Workers at a flower farm in Kenya. The flower business has been greatly affected by the coronavirus lockdowns. PHOTO | FILE | NMG


Africa's projected gross domestic product growth of 3.2 per cent for 2020 is now expected to fall further to -0.8 per cent due to prolonged partial and total lockdown of countries brought on by the Covid-19 pandemic.

With more than 41 countries still imposing curfews and stay-at-home guidelines, sectors that depend on social interactions such as aviation, hospitality, tourism and entertainment will have little revenue.

A new report by Deloitte analysing the impact of Covid-19 indicates that the economies of Kenya, Uganda and Tanzania are expected to fall below four per cent this year.

Kenya’s projected GDP growth in 2020 will fall to one per cent from 5.7 per cent, due to a decline in tourism, export revenues and disruption in the supply chain.


The pandemic has slowed revenue base collections as reductions in household and business spending drop to about 50 per cent due to liquidity constraints.


Disruption in the supply chain for key inputs in machinery and chemicals is about 30 per cent, decline in imports from affected countries is down to an estimated 3.1 per cent, and the tourism sector has recorded a 20 per cent decline as a result of a standstill in the global aviation industry in the past three months.

In Tanzania, the economic growth projection has been revised downwards, mostly because of a waning demand for mineral exports due to global supply chain interruptions.

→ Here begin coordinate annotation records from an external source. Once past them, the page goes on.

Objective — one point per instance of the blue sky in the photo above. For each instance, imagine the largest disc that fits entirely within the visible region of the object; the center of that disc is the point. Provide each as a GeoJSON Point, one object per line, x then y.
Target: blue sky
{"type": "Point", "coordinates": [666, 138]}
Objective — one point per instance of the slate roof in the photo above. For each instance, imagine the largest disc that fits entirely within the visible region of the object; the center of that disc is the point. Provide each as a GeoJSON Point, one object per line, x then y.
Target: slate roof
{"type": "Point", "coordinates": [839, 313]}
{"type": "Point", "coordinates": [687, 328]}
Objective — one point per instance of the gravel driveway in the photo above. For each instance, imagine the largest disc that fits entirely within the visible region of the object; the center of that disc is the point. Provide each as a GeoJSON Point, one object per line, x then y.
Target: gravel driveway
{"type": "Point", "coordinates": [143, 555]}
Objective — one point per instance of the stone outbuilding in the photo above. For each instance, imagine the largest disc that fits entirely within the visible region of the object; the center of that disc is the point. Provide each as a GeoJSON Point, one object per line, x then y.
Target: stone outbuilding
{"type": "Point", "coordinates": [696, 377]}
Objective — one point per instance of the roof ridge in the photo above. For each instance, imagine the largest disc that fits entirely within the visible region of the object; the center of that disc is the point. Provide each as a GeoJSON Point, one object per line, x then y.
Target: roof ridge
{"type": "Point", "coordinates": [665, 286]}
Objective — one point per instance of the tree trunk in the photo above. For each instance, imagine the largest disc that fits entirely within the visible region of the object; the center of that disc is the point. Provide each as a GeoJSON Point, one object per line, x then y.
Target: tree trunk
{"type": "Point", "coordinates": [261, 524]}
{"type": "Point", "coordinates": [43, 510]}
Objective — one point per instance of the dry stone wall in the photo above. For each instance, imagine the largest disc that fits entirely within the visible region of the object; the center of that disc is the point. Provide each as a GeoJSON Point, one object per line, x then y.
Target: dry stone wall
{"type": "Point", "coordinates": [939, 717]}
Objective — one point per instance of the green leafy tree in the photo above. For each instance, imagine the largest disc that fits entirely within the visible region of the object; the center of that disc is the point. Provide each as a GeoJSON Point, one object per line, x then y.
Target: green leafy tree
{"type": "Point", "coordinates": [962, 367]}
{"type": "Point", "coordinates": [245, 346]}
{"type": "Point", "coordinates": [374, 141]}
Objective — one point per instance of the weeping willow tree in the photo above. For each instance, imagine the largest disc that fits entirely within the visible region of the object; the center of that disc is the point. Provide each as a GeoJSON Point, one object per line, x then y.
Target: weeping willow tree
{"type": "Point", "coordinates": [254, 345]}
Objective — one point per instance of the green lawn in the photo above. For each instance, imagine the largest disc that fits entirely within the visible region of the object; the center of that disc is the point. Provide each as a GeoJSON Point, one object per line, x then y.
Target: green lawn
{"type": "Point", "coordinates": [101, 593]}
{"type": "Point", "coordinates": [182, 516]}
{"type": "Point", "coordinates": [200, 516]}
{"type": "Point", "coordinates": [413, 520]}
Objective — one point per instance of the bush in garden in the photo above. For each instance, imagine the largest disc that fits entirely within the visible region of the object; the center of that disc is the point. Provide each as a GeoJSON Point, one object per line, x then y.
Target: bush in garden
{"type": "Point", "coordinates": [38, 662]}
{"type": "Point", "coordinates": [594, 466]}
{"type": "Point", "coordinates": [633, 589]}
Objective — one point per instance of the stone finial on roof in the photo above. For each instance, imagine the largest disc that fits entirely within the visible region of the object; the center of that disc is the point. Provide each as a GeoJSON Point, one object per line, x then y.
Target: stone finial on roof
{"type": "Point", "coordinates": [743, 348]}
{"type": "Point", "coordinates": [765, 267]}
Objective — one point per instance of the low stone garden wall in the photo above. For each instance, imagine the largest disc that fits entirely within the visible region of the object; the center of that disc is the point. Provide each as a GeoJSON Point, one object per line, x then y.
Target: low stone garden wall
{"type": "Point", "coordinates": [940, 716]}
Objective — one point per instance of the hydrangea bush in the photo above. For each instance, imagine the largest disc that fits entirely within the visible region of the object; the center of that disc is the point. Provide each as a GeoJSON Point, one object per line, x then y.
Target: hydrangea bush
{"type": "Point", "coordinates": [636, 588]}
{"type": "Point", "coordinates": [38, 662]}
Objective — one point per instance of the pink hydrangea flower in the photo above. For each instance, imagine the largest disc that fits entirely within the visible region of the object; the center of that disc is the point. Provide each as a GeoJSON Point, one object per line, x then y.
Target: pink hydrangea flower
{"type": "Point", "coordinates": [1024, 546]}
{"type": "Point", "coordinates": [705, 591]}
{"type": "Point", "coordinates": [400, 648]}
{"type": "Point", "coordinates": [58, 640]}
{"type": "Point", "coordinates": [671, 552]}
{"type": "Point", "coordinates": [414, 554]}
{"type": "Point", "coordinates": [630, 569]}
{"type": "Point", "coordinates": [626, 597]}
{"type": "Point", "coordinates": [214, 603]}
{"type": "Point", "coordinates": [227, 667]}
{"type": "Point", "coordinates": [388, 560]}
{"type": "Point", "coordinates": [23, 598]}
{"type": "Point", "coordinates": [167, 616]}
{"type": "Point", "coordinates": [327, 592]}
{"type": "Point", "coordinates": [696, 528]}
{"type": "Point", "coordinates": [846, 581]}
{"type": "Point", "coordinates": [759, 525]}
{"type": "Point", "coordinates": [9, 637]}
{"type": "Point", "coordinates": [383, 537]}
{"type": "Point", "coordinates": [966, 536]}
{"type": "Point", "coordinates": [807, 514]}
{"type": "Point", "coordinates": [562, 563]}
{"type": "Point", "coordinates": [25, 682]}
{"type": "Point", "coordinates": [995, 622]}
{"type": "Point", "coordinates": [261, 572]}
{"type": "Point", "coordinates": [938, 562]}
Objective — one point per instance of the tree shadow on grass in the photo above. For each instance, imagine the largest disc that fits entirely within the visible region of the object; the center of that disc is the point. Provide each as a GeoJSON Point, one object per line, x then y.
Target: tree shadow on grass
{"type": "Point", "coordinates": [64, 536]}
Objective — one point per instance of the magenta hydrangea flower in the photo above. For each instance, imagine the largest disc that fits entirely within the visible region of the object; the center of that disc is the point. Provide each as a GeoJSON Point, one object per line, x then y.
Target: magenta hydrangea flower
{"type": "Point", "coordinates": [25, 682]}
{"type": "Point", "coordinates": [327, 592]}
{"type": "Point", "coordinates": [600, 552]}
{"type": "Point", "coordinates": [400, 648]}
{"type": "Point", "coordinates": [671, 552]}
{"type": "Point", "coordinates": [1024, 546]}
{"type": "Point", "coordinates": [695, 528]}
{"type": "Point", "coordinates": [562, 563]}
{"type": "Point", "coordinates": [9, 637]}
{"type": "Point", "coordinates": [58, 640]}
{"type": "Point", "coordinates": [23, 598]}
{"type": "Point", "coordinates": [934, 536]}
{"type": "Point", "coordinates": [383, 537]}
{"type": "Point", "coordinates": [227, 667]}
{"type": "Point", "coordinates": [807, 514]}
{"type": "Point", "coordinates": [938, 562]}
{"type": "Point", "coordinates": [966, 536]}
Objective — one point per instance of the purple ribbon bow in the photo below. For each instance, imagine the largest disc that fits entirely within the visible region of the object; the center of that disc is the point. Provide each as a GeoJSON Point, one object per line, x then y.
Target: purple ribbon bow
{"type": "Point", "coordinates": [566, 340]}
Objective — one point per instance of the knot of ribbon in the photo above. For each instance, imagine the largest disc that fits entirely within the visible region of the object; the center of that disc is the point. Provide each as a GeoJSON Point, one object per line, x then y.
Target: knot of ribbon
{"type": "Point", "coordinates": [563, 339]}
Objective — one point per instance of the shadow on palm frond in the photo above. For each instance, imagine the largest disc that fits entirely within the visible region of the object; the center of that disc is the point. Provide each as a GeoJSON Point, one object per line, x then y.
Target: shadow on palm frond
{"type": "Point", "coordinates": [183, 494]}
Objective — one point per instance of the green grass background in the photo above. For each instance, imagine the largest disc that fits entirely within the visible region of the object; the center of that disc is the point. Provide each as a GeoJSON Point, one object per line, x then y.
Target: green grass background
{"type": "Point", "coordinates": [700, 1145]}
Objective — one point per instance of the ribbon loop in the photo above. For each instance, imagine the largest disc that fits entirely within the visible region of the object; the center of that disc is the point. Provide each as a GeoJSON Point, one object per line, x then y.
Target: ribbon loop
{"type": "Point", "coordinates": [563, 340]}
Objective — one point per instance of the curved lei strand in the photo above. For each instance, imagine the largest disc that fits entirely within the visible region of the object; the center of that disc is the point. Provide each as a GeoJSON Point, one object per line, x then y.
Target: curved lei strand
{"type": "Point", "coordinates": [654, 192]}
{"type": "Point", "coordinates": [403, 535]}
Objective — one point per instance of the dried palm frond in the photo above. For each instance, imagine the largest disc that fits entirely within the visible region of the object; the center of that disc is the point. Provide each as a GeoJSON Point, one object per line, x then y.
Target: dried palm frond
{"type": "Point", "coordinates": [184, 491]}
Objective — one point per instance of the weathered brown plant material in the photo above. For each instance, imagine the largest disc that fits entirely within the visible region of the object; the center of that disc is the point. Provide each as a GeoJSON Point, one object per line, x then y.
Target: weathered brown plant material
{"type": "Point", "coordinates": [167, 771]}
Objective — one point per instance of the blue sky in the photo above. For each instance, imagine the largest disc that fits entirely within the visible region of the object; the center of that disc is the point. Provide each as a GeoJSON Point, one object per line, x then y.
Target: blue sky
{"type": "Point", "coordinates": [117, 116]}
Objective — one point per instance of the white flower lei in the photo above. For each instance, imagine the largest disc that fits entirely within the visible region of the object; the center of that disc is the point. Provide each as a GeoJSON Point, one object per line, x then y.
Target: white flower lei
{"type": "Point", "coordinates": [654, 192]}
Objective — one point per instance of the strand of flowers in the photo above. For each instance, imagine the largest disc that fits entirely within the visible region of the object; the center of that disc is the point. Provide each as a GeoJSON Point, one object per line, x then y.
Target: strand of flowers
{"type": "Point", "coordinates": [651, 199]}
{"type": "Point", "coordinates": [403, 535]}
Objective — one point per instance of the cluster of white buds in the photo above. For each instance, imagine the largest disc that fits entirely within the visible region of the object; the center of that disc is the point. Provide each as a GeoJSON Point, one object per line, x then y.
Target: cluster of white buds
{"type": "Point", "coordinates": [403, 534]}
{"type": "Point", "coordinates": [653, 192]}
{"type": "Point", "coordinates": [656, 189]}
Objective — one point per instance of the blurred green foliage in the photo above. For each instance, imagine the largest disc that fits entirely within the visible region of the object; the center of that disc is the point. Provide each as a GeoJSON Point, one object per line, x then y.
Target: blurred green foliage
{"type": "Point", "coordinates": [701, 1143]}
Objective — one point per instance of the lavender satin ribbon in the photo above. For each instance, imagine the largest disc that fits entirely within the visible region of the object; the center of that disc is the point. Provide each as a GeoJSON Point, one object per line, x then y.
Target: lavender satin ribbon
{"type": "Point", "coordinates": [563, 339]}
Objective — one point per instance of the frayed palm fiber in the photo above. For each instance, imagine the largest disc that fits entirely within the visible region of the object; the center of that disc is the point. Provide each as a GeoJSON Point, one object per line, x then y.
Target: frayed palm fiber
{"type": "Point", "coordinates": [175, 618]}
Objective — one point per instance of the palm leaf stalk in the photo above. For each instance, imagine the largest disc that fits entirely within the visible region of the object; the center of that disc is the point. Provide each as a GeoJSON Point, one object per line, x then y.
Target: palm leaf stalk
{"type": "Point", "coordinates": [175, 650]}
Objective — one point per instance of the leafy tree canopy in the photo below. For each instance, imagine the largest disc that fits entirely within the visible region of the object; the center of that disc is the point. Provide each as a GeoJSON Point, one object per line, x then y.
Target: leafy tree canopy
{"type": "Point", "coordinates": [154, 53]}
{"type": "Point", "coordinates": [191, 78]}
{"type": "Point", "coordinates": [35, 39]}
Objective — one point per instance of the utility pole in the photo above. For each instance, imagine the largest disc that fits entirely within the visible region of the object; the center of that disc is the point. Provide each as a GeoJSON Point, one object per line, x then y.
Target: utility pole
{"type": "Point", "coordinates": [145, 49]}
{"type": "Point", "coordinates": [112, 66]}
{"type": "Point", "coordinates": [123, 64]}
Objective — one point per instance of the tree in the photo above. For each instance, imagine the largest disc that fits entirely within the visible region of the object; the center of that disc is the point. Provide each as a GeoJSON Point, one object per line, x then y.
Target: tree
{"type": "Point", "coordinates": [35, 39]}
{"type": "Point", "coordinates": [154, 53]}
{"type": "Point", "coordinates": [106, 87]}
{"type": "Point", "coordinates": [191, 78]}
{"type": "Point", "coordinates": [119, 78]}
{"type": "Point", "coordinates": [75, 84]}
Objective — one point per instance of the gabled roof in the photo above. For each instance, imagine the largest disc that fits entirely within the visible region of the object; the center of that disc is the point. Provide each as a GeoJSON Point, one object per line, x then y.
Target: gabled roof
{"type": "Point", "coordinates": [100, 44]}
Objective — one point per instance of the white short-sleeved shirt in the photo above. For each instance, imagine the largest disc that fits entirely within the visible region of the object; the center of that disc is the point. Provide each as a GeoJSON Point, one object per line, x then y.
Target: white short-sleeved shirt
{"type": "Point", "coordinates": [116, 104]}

Tanzania’s real GDP was initially projected to increase by 5.3 per cent in 2020, down from 6.3 per cent in 2019. However, following the impact of the Covid-19 pandemic, the country’s economic growth is expected to decline to two per cent this year.

Uganda had projected its growth at 5.3 per cent this year from 5.9 per cent in 2019 amid steady agricultural increase in production, expansion in gold-processing and delays in oil projects. However, the pandemic has seen the country revise its economic growth to 3.5 per cent.

Uganda’s economy has been faced with disrupted supply chains and weakened global demand for goods due to slowdown in agricultural production from the localised impact of a regional locust outbreak in northeast Uganda.

The disruption of supply chains and weakened global demand has affected the inflow of raw materials and finished products for manufacturing and trading.